The data loader’s output with batch=5 gives:

tensor([[8.2430, 8.2793, 8.3186,  ..., 0.0000, 0.0000, 0.0000],
        [6.6331, 6.6288, 6.6292,  ..., 0.0000, 0.0000, 0.0000],
        [4.2062, 4.2408, 4.2675,  ..., 3.4694, 3.4807, 3.4933],
        [3.5047, 3.5154, 3.5313,  ..., 0.0000, 0.0000, 0.0000],
        [5.4685, 5.4138, 5.3533,  ..., 0.0000, 0.0000, 0.0000]],
       dtype=torch.float64)

And a list of sequence lengths: [474, 473, 1160, 533, 555]

Feeding it to torch.nn.utils.rnn.pack_padded_sequence(sequences_padded, seq_lengths, batch_first=True, enforce_sorted=False) I get an output something like this:

PackedSequence(data=tensor([4.2062, 5.4685, 3.5047,  ..., 3.4694, 3.4807, 3.4933],
       dtype=torch.float64), batch_sizes=tensor([5, 5, 5,  ..., 1, 1, 1]), sorted_indices=tensor([2, 4, 3, 0, 1]), unsorted_indices=tensor([3, 4, 0, 2, 1]))

And then passing to my lstm I get the error:
RuntimeError: input must have 2 dimensions, got 1

Which I found similar in this post: Pytorch passing PackSequence argument to LSTM

Now I tried making my data in the same shape with my collate_fn:

def padSequence(batch):
  sequences = [x[0].reshape((x[0].shape[0],1)) for x in batch]
  sequences_padded = torch.nn.utils.rnn.pad_sequence(sequences, batch_first=True)
  seq_lengths = [len(x) for x in sequences] 
  labels = [x[1].reshape((x[1].shape[0],1)) for x in batch]
  labels_padded = torch.nn.utils.rnn.pad_sequence(labels,batch_first=True)
  label_lengths = [len(x) for x in labels] #torch.LongTensor([len(x) for x in labels])
  return sequences_padded, seq_lengths, labels_padded, label_lengths

However then I keep getting the error: RuntimeError: input.size(-1) must be equal to input_size. Expected 2, got 1

I’ve tried changing the shape of the original data making it a list of tensors with variable length x 2 and so many other things getting same errors. At this point I don’t know what is wrong and where to go from here in understanding what pytorch input wants for a simple LSTM w/ packed_padded sequence… I’ve read through so many posts and searched a lot these past few months with no help at all. Any direction would help.

Including this if could give any clues:

input_size = 1 
hidden_size = 1 
output_size = 1 
num_layers = 2
num_classes = 4

class Model(nn.Module):
    def __init__(self, input_size, hidden_size, num_layers, num_classes):
        super(Model, self).__init__()
        self.hidden_size = hidden_size
        self.num_layers = num_layers
        self.lstm = nn.LSTM(input_size, hidden_size, num_layers, batch_first=True, bidirectional=False)
        self.fc = nn.Linear(hidden_size, num_classes)
    
    def forward(self, x, X_lengths):
      
      # Set initial hidden and cell states 
      h0 = torch.zeros(self.num_layers, x.size(0), self.hidden_size).cuda()
      c0 = torch.zeros(self.num_layers, x.size(0), self.hidden_size).cuda()
      
      packed = torch.nn.utils.rnn.pack_padded_sequence(x, X_lengths, batch_first=True, enforce_sorted=False)
      # Forward propagate LSTM
      X, _ = self.lstm((packed), (h0,c0))
      #X, _ = torch.nn.utils.rnn.pad_packed_sequence(X, batch_first=True)

      out = self.fc(X) #[:, -1, :])
      return nn.functional.softmax(out,dim=2)

Thanks!

Turns out I didn’t know how to assign variables to cuda or cpu and things got all out of whack.
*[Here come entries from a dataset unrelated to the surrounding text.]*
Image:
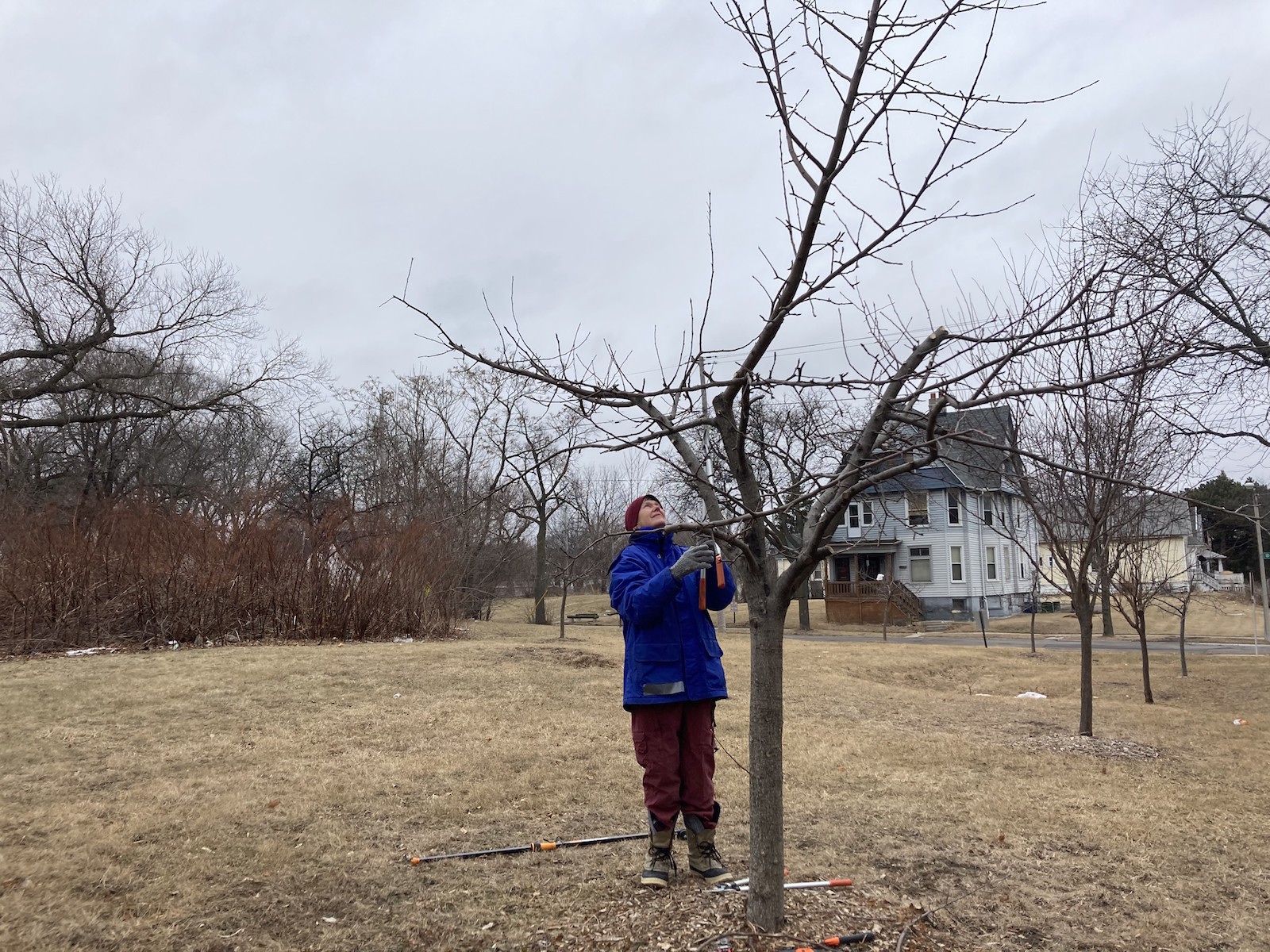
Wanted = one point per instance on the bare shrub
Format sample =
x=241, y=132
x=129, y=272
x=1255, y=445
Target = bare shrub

Turns out my packed padded sequence was not assigned to a cuda device. Here is a simple example I used to test things that helped me figure it out.

import torch 
import torch.nn.utils.rnn as rnn_utils 
a = torch.Tensor([[1], [2], [3]]) 
b = torch.Tensor([[4], [5]]) 
c = torch.Tensor([[6]]) 
d = torch.Tensor([[7],[8],[9],[10]])
batch = [a,b,c,d]
padded= rnn_utils.pad_sequence(batch, batch_first=True)
sorted_batch_lengths = [len(x) for x in padded]
packed = rnn_utils.pack_padded_sequence(padded, sorted_batch_lengths, batch_first=True, enforce_sorted=False).cuda()
lstm = torch.nn.LSTM(input_size=1, hidden_size=3, batch_first=True).cuda()
lstm(packed)

Hopefully this will help someone else out in the future so you don’t spend months stuck.